A standard fifteen page journal article takes a screen reader about two and a half hours to read from start to finish, and since skimming is not possible with blindness, LLMs make the research process far less exhausting.

I prefer tools that are fast, predictable, and free of unnecessary filler. I want the information I ask for and nothing more. I also value knowing the cost of a tool upfront, and more than anything, I need consistent behavior so I can plan ahead without being caught by last minute surprises.

If a tool can outperform Copilot in my workflow I want to know, and that’s what led me straight to Claude.

My Observations

Copilot and Claude market and bill their products in fundamentally different ways. Copilot gives users a set of modes, but it never asks you to choose a specific model. The modes include Smart (OpenAI GPT and GPT Thinking), Think Deeper (OpenAI O class reasoning models), and Search.

Claude takes the opposite approach: it exposes the models themselves. You choose between Opus, Sonnet, and Haiku, and you can pick from multiple versions of each. You can also toggle Adaptive Thinking, which adjusts the amount of reasoning based on prompt complexity.

In short, Microsoft Copilot focuses on the product, while Anthropic Claude focuses on the models and their capabilities. Both approaches can be confusing unless you are a technical user who understands what these terms actually mean.

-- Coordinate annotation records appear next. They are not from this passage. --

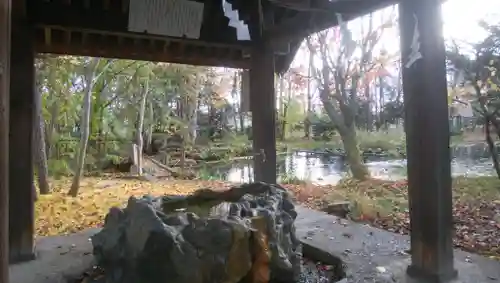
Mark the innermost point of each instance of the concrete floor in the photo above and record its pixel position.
(370, 254)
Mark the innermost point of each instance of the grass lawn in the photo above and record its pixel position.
(381, 203)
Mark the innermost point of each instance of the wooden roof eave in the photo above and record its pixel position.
(305, 23)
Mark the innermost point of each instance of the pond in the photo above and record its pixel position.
(327, 169)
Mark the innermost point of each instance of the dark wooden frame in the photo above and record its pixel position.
(37, 26)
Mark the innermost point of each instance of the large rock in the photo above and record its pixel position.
(245, 234)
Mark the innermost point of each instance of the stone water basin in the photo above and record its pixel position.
(244, 234)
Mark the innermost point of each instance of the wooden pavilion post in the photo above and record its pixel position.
(5, 6)
(263, 108)
(427, 131)
(22, 86)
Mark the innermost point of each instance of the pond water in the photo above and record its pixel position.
(328, 169)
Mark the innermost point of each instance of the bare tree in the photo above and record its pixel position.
(90, 77)
(40, 149)
(343, 67)
(140, 126)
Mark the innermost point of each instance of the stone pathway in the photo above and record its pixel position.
(374, 255)
(370, 254)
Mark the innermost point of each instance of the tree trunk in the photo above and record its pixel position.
(140, 126)
(307, 122)
(347, 133)
(282, 106)
(85, 124)
(40, 150)
(491, 145)
(359, 170)
(149, 136)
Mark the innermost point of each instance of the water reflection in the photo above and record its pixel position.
(327, 169)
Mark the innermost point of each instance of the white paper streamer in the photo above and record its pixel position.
(242, 32)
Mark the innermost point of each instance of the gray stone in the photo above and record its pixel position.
(211, 236)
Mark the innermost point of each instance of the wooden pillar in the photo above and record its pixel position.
(427, 141)
(21, 193)
(5, 6)
(263, 108)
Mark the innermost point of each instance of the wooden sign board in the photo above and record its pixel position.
(178, 18)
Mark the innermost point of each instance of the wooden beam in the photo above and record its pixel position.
(21, 116)
(306, 23)
(427, 141)
(5, 19)
(263, 107)
(109, 45)
(113, 18)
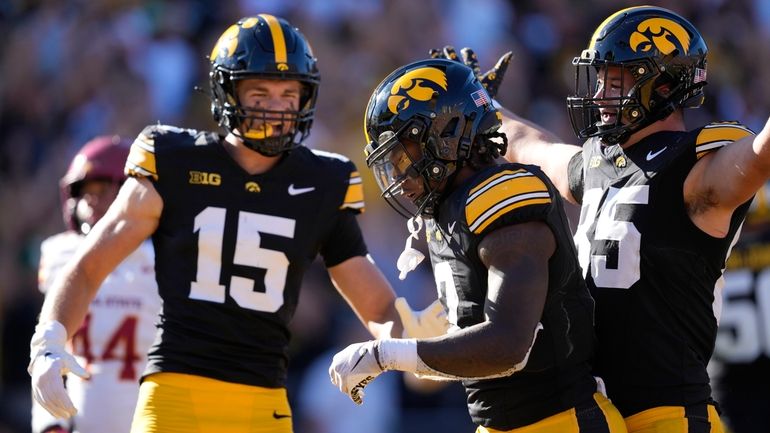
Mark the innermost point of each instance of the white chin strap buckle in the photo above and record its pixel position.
(410, 257)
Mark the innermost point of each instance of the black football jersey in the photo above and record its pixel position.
(557, 375)
(651, 271)
(231, 249)
(743, 337)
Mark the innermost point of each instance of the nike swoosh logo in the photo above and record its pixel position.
(298, 191)
(358, 361)
(651, 155)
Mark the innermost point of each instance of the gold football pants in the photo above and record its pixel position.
(173, 402)
(676, 419)
(598, 417)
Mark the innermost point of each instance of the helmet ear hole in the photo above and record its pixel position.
(450, 130)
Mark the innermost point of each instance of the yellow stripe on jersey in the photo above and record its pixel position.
(501, 194)
(141, 158)
(279, 43)
(354, 197)
(716, 135)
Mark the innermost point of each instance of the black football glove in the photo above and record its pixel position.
(491, 79)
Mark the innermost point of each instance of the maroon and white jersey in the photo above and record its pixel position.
(113, 340)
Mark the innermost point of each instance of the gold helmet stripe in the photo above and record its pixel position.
(604, 23)
(279, 43)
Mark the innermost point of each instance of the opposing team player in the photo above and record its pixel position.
(502, 254)
(235, 221)
(112, 341)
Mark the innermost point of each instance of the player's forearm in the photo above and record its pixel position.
(485, 352)
(522, 134)
(68, 300)
(761, 146)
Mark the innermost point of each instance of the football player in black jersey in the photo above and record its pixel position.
(742, 351)
(505, 266)
(660, 207)
(235, 222)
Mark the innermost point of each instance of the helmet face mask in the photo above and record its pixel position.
(269, 48)
(664, 58)
(420, 125)
(409, 178)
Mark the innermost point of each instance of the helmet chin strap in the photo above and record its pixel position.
(410, 258)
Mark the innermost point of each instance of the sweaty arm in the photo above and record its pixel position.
(529, 143)
(723, 180)
(131, 219)
(517, 261)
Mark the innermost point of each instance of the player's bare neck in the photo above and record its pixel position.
(674, 122)
(250, 161)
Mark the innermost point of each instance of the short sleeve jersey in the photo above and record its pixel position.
(231, 249)
(655, 276)
(556, 376)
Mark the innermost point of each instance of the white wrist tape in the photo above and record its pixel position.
(401, 354)
(48, 337)
(398, 354)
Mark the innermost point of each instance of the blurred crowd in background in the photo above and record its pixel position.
(75, 69)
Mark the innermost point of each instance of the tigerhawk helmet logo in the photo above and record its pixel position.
(660, 33)
(412, 86)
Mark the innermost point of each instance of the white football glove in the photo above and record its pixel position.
(49, 361)
(430, 322)
(354, 367)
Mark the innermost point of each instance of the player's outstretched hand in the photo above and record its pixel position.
(355, 367)
(491, 79)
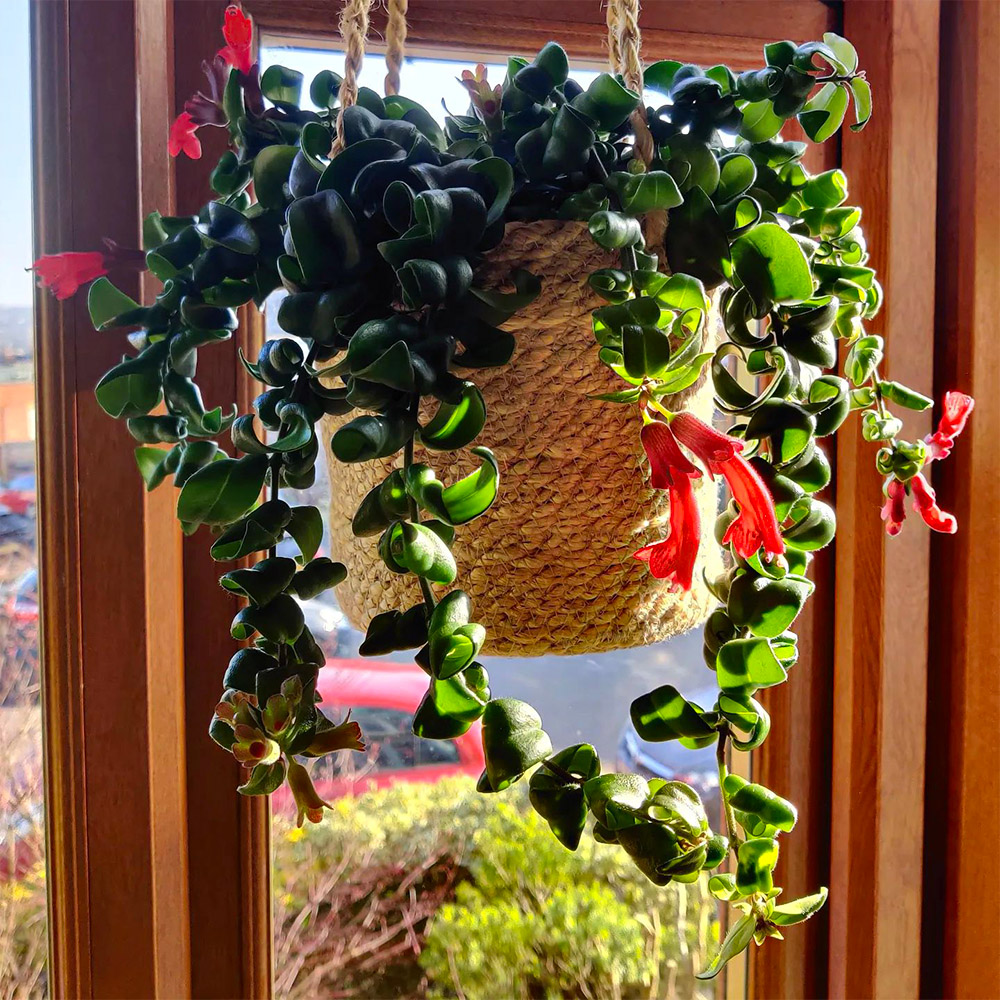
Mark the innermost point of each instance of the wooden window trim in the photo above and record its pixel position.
(109, 556)
(961, 956)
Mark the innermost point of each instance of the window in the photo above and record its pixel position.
(580, 698)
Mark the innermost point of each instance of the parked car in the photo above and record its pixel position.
(19, 496)
(383, 696)
(674, 762)
(21, 604)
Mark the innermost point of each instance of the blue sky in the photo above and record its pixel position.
(427, 81)
(15, 164)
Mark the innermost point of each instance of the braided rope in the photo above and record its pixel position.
(624, 49)
(614, 46)
(550, 569)
(624, 42)
(395, 42)
(353, 30)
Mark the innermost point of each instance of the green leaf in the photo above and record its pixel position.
(862, 91)
(154, 464)
(613, 231)
(797, 910)
(500, 174)
(664, 714)
(903, 395)
(132, 388)
(306, 527)
(476, 493)
(736, 942)
(675, 380)
(760, 123)
(767, 607)
(265, 779)
(737, 175)
(223, 491)
(271, 167)
(324, 91)
(824, 113)
(281, 85)
(772, 266)
(747, 664)
(845, 52)
(456, 424)
(562, 804)
(756, 860)
(606, 102)
(659, 76)
(280, 620)
(651, 191)
(105, 303)
(262, 582)
(258, 530)
(317, 576)
(228, 227)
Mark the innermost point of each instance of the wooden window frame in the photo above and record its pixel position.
(143, 903)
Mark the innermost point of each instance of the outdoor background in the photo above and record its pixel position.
(407, 889)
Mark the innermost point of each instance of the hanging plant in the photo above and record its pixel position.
(713, 268)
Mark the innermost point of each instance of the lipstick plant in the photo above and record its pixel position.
(376, 236)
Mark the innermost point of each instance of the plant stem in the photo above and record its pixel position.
(720, 756)
(425, 587)
(561, 772)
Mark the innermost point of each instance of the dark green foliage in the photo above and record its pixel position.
(377, 247)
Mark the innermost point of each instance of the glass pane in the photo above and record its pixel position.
(418, 886)
(22, 829)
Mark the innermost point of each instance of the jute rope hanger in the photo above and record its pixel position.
(624, 48)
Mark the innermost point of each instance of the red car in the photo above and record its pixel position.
(382, 697)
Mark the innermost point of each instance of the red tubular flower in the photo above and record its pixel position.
(673, 559)
(757, 524)
(64, 273)
(238, 32)
(182, 137)
(710, 445)
(664, 454)
(894, 508)
(957, 408)
(205, 107)
(925, 504)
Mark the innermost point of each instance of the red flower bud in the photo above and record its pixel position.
(64, 273)
(957, 408)
(894, 508)
(238, 33)
(182, 137)
(925, 504)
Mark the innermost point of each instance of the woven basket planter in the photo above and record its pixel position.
(549, 568)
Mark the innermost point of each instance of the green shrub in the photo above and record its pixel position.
(434, 890)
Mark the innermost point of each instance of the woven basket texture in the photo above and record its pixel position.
(549, 567)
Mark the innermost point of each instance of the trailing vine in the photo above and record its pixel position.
(377, 245)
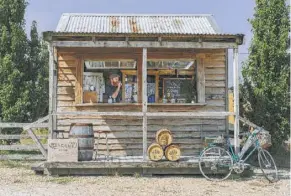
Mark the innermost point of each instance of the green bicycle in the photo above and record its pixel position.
(217, 163)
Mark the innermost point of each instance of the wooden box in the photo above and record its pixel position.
(90, 97)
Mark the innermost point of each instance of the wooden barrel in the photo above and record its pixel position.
(155, 152)
(172, 152)
(164, 137)
(85, 135)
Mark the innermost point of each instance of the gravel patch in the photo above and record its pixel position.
(20, 180)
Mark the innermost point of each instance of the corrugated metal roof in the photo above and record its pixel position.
(137, 24)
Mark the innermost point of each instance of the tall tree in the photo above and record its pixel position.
(23, 66)
(38, 64)
(14, 95)
(266, 73)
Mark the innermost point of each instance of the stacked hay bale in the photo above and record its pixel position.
(164, 147)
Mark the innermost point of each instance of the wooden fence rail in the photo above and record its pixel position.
(21, 148)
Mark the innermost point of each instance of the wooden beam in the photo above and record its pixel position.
(145, 101)
(190, 114)
(21, 125)
(55, 88)
(226, 91)
(251, 124)
(236, 99)
(22, 157)
(144, 44)
(36, 123)
(18, 137)
(79, 82)
(51, 87)
(37, 142)
(200, 80)
(87, 113)
(20, 147)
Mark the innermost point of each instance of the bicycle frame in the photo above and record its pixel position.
(239, 157)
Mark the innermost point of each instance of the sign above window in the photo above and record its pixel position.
(170, 64)
(111, 64)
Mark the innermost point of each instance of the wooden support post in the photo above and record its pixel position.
(144, 101)
(200, 78)
(38, 143)
(236, 99)
(55, 90)
(0, 127)
(51, 87)
(226, 93)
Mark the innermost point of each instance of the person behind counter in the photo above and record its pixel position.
(113, 89)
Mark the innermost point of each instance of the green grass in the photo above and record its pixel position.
(61, 180)
(15, 164)
(36, 132)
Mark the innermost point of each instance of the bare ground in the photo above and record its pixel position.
(17, 179)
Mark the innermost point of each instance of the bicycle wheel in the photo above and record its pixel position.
(267, 165)
(215, 164)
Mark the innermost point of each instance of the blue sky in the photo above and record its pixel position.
(230, 15)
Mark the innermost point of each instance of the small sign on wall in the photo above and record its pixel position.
(62, 150)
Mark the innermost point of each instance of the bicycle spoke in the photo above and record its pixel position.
(268, 166)
(215, 163)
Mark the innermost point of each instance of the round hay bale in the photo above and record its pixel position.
(155, 152)
(173, 152)
(164, 137)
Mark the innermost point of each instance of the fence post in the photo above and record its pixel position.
(0, 127)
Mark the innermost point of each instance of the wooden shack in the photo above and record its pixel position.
(154, 56)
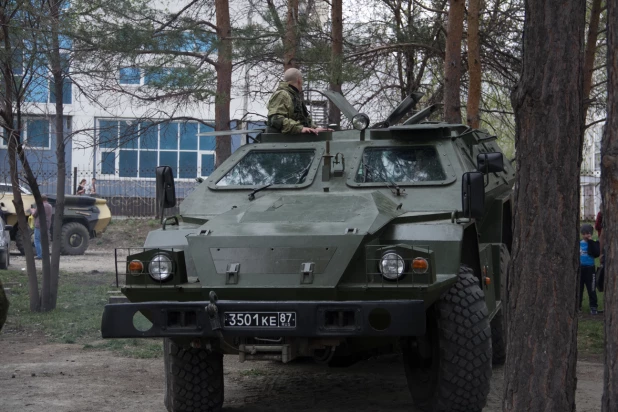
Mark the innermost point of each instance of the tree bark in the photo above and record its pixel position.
(22, 222)
(609, 188)
(474, 64)
(291, 36)
(223, 148)
(334, 114)
(591, 49)
(58, 76)
(14, 145)
(452, 61)
(542, 279)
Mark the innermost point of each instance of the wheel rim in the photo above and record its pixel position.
(75, 240)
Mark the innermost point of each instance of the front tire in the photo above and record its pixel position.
(4, 258)
(74, 239)
(193, 378)
(19, 240)
(498, 337)
(449, 369)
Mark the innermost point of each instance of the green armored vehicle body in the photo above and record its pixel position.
(336, 247)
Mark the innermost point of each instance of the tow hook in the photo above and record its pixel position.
(213, 312)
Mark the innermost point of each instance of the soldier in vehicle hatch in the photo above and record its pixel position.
(287, 112)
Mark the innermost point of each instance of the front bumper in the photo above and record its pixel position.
(313, 319)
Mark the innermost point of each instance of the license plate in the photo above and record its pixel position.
(259, 319)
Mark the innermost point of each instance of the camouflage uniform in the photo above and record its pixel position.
(4, 306)
(287, 112)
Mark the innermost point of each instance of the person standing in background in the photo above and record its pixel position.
(81, 189)
(91, 189)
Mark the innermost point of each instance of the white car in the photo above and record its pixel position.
(8, 188)
(5, 239)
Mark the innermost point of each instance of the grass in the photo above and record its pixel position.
(591, 333)
(81, 298)
(77, 317)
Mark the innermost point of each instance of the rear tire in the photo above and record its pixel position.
(193, 378)
(449, 369)
(74, 239)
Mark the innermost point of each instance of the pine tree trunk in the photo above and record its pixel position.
(22, 222)
(334, 114)
(452, 61)
(14, 145)
(543, 273)
(290, 41)
(223, 145)
(591, 50)
(609, 187)
(474, 64)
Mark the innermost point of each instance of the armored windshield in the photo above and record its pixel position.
(400, 164)
(266, 167)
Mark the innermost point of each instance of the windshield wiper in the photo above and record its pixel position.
(259, 189)
(303, 173)
(395, 189)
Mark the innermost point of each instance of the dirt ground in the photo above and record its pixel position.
(38, 377)
(95, 259)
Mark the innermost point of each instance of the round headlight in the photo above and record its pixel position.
(392, 266)
(160, 267)
(360, 121)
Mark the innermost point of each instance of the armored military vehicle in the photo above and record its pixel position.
(390, 237)
(84, 218)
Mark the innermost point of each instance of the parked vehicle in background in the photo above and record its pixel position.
(335, 246)
(84, 218)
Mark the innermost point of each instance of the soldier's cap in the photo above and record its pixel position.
(585, 229)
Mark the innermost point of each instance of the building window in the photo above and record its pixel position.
(35, 133)
(130, 75)
(132, 149)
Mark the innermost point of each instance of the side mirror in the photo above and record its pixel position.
(491, 162)
(473, 195)
(166, 193)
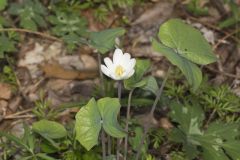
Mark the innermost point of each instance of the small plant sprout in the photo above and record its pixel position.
(122, 66)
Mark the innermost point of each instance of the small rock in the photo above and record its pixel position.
(5, 91)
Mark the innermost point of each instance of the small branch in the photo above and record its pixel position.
(146, 129)
(159, 93)
(223, 73)
(119, 97)
(210, 117)
(225, 37)
(127, 120)
(103, 145)
(31, 32)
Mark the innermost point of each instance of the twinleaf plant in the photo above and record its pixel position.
(96, 116)
(185, 47)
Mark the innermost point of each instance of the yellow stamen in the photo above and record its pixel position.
(119, 71)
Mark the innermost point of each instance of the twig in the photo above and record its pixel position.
(31, 32)
(119, 97)
(159, 93)
(210, 117)
(225, 37)
(103, 145)
(223, 73)
(21, 116)
(109, 145)
(18, 113)
(127, 120)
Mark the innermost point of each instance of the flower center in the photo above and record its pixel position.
(119, 70)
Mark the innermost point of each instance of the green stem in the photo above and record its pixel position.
(127, 121)
(118, 140)
(159, 93)
(103, 145)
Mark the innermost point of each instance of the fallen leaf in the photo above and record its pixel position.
(5, 91)
(57, 71)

Copilot offers unmetered usage, while Claude gives you a token allowance, a measurement of how much work the model performs. Once you exceed that allowance, Claude temporarily blocks further usage unless you upgrade your plan or buy additional credits, which can become expensive quickly.

If your workflows are reasoning heavy, such as advanced mathematics, programming, or complex analysis, Claude is extremely capable, but you will pay for that capability.

If you decide to try Claude, it’s important to understand that the reliability of their service leaves a lot to be desired. Their system status page publicly lists every incident, and the volume of outages speaks for itself. During my month using Claude, I frequently ran into problems sending prompts or receiving responses, often having to retry the same request later.

Most of what I used Claude for wasn’t time‑sensitive, and I do keep multiple AI apps on my iPhone, but it’s still frustrating to be unable to use a service I’m actively paying for. The other apps aren’t perfect either, yet none of them seem to experience outages as often as Claude does.

Claude handles context and follow‑up responses far better. It was refreshing not having to take the output from one chat and rebuild it into a new prompt just to continue the conversation which is something I often have to do with Microsoft Copilot.

Claude’s strong reasoning is enabled by default, which speeds up workflows. With Copilot, I can switch from GPT‑class models to O‑series reasoning models, but it requires manually changing modes.

Claude notes that the Opus 4.7 model consumes tokens more quickly. In my own testing outside of programming tasks, I was able to use Opus 4.7 as my default model for research, writing, and even help with understanding math problems without burning through my quota. This was on the Claude Pro plan at twenty dollars per month, not one of the higher‑tier options. It does use more tokens, but in practical day‑to‑day workflows you may not notice the difference. If you are a coder or a scientist who runs heavy reasoning tasks, the increased token usage may affect you more.

Both Claude and Copilot do a solid job with their memory systems, referencing previous conversations and maintaining context over time.

Reflection

AI products tend to work best for me when I stick to a single service at a time. I suspect this is because the service can build a more consistent picture of my preferences and generate more tailored responses. That said, any AI chatbot with a memory system and the ability to reference past conversations would likely offer similar benefits, so it’s not something unique to one platform.

I like Claude and think it’s a strong product. If my daily work involved computer programming or a math‑heavy academic field, I might lean toward it more. But for now, Copilot more than meets my needs.

For now, I’m switching back to Microsoft Copilot, though I’m excited to see Claude’s innovations make their way into other AI tools.